Melville on Winter

Tending Fire

 

(to start of project)

“…I have a sort of sea-feeling here in the country, now that the ground is all covered with snow. I look out of my window in the morning when I rise as I would out of a port-hole of a ship in the Atlantic. My room seems a ship’s cabin; and at nights when I wake up and hear the wind shrieking, I almost fancy there is too much sail on the house, and I had better go on the roof and rig in the chimney.”

Herman Melville – in a letter, December 12, 1850

 

It snowed again last night, big wet flakes that clung to everything. Overnight, a breeze blew the trees bare along the ridge line, leaving the forest frosted thick in the lee up the hillsides, so the mountains are stark white, outlined in black. Really striking.
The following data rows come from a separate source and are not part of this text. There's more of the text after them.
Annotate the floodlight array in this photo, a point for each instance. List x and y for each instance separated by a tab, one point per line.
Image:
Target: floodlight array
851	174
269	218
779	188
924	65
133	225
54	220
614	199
One of my daughters, at school out in the mountains to the west, sent me the quote above this morning.

I like it.

A lot.

(Thanks, Em.)

Our old farmhouse is not made for Winter. We spend long days next to the woodstove and go to bed early, just to stay warm, so the world already feels small. When the weather turns bad, it really can feel like a ship far out at sea. Snow plows don’t clear roads in the country, so isolation ripples outward, making that sea seem bigger. It is pretty, though. Terri’s homemade apple pies cheer things up considerably.